NATO | Towards a more European alliance
For more than seven decades, the North Atlantic Treaty Organisation (NATO) has been the cornerstone of Western security architecture. Founded in 1949 as a bulwark
For more than seven decades, the North Atlantic Treaty Organisation (NATO) has been the cornerstone of Western security architecture. Founded in 1949 as a bulwark against Soviet expansion into capitalist Europe, the 32-member military alliance outlived its original purpose by morphing into a vehicle for American power projection not just in Europe but across the globe. In the post-Cold War era, challenges to NATO have come from within and without. The most obvious external threat has been Russia, which sought to check its continued eastward expansion by invading Ukraine. Today, the Russia-Ukraine war, in its fifth year, remains NATO’s foremost priority in the context of its foundational mandate of European security. The threat from within, however, has been more insidious. It can be summed up in three words: the Trump Presidency. Both in his first and current term, President Donald Trump has questioned NATO’s utility for the U.S., and even threatened to exit the alliance. He believes that while NATO’s capabilities, funds, leadership and infrastructure were overwhelmingly American, the U.S. gets out of the alliance far less than it puts into it, in contrast to its European allies, who got to reap its benefits while paying a fraction of the costs. In his deal-centric thinking, NATO seemed like a bad deal for the US. Trump’s simmering resentment appeared to reach a boiling point in April, when his NATO allies ignored his call to join the U.S. in its war of choice against Iran. Notably, Spain and the U.K. (initially) refused access to their military bases for U.S. warplanes, while France refused over-flight rights. Mr. Trump lashed out, calling NATO a “paper tiger” without the U.S. He saw it as NATO’s betrayal of the U.S., stating: “We’ve been there automatically, including Ukraine. Ukraine wasn’t our problem. It was a test, and we were there for them, and we would always have been there for them.

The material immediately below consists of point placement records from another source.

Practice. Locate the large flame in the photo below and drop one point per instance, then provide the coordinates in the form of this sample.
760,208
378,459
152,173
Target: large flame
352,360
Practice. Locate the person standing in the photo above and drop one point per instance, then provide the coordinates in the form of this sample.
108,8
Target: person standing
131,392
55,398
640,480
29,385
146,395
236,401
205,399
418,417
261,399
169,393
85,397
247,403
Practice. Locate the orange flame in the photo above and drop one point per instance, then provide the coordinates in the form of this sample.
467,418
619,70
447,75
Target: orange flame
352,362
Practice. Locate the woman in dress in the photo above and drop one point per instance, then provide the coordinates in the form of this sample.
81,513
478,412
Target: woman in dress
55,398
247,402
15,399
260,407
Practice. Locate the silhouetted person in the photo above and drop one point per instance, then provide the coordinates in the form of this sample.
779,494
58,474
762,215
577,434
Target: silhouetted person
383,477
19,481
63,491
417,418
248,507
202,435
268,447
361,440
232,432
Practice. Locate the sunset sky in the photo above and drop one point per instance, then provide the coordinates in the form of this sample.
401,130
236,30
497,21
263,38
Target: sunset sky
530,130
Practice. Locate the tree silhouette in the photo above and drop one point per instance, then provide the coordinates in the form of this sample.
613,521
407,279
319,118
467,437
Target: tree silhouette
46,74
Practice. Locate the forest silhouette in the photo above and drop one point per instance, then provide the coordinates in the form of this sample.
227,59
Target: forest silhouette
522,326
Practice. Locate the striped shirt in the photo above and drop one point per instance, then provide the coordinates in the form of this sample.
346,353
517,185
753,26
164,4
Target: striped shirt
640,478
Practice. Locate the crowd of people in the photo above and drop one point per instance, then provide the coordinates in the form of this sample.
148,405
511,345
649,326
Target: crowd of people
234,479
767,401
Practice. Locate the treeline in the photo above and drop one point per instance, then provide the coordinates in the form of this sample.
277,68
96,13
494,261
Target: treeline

They weren’t there for us.” U.S. Secretary of State Marco Rubio went further: “If NATO is just about us defending Europe if they’re attacked but then denying us basing rights when we need them, that’s not a very good arrangement. That’s a hard one to stay engaged in and say this is good for the United States. So all of that is going to have to be re-examined.” U.S. drawdown This was followed, in June, by a New York Times story based on a leaked communication, which laid out plans for a significant drawdown of U.S. commitments in NATO’s Europe operations. According to the report, the Trump administration planned to “pull a third of the fighter jets it provides NATO for Europe”, along with “reallocating a missile-launching submarine and an aircraft carrier, along with several warships”. These developments set alarm bells ringing in Europe’s strategic corridors, as they seemed to erode the lynchpin of their collective security — the pledge of mutual defence under Article 5. Could they still rely on the U.S. to rescue them in the face of an attack? The U.S. has also scaled down its assistance to the Ukraine war effort, making European allies the principal financier. At the same time, Mr. Trump has been pushing NATO’s European members to spend 5% of their GDP on defence (3.5% on core military requirements plus 1.5% on critical infrastructure). But only five of NATO’s 32 members are on track to meet this target in 2026. Other sources of intra-NATO tensions include Mr. Trump’s obsession with annexing Greenland, a sovereign territory of fellow NATO member Denmark. Mr. Trump also feels frustrated that European security considerations are coming in the way of his developing a more congenial relationship with Russian President Vladimir Putin. Tensions on this front came to the fore in early 2025 when he tried to broker an end to the Ukraine war by directly speaking to Mr. Putin.